# Proud Male Student - Insight Please?



## Palantean Writer (Sep 5, 2012)

Hi all,

I'm writing a story (not posted up) and need some help with how to write a certain character. Broadly speaking I've got enough of an idea how to write him, but a situation has come up in the story and I could really use some help. To rephrease, I am not an egotistical/insecure male teen swimming in my own testosterone but I am trying to write one. Can anyone give me some insight?

The scenario in my story is this: a fatherless 18 year old is one of the students of a 1-year school and one of the tutors has just introduced a martial arts class. This is to give a sense of discipline to the overconfident members of the group (like the young male I'm asking for help with) and to bring up the confidence of the more worrisome members.
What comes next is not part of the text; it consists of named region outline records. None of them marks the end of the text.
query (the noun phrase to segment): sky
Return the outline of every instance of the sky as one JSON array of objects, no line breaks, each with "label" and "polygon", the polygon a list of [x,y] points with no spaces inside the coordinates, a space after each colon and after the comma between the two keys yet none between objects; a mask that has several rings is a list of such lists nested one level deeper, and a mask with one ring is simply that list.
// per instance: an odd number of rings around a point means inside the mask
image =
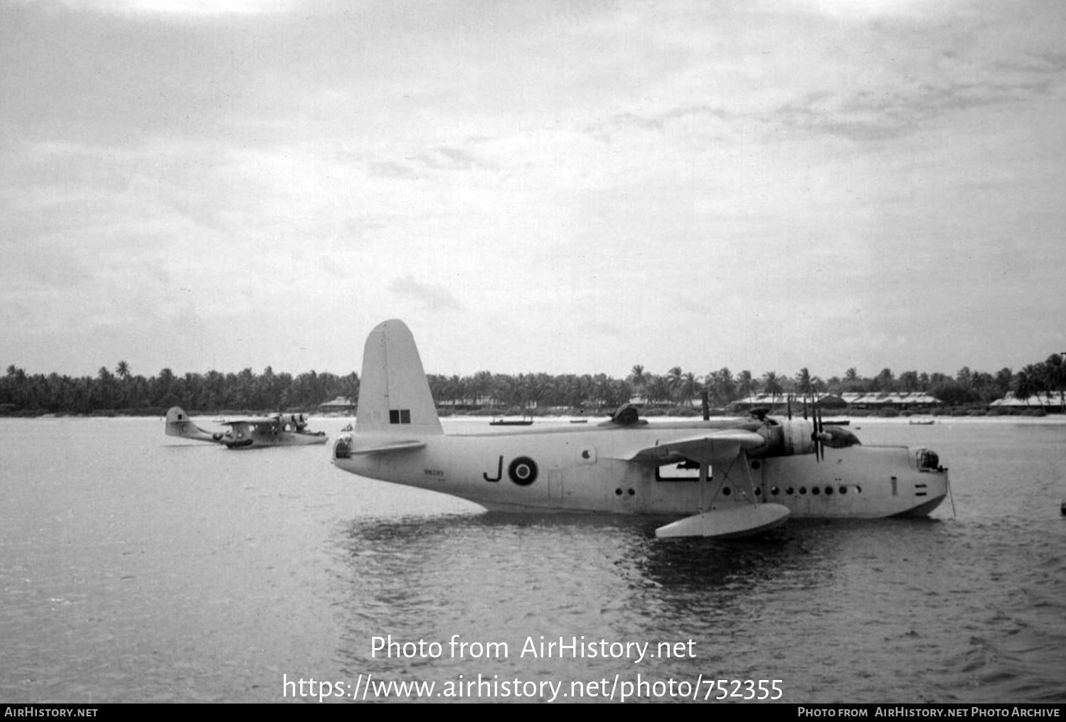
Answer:
[{"label": "sky", "polygon": [[1014,371],[1061,0],[5,0],[0,366]]}]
The teacher has decided to start by throwing each member of the class so that they can learn how to fall but also learn that sometimes you just have to lose because the situation demands it (perhaps something my male student will have problems with?) or that if you do lose it doesn't mean life is over (right now he's got a female student quaking in her boots over this).

If it's any help, the culture is broadly Western so I'm not writing a group of Chinese, Japanese or similar students, here. 

A little further backstory on the male student in question: he turned up at the school, realised that all his teachers (4 of them) are male and vied with one of them for dominance. That one is physically small, pristine and posh so the student thought he'd be an easy target. Trouble is, posh-teacher keeps managing to best him with use of authority and peer pressure. A couple of days before this martial arts class he physically attacked this teacher only to find that the teacher (having a martial arts-trained colleague and friend) was able to defend himself. The posh teacher relayed all of this to the martial arts teacher which is why the class has gone ahead at this point, not that any of the students have actually been told that.

He's been in a relationship with another student, who sometimes works as a model and is very proud and spiteful, but she's going off him and he's noticed, and he's a bit angry about this - not least because she's showing interest in one of the teachers (neither the posh one or the martial one).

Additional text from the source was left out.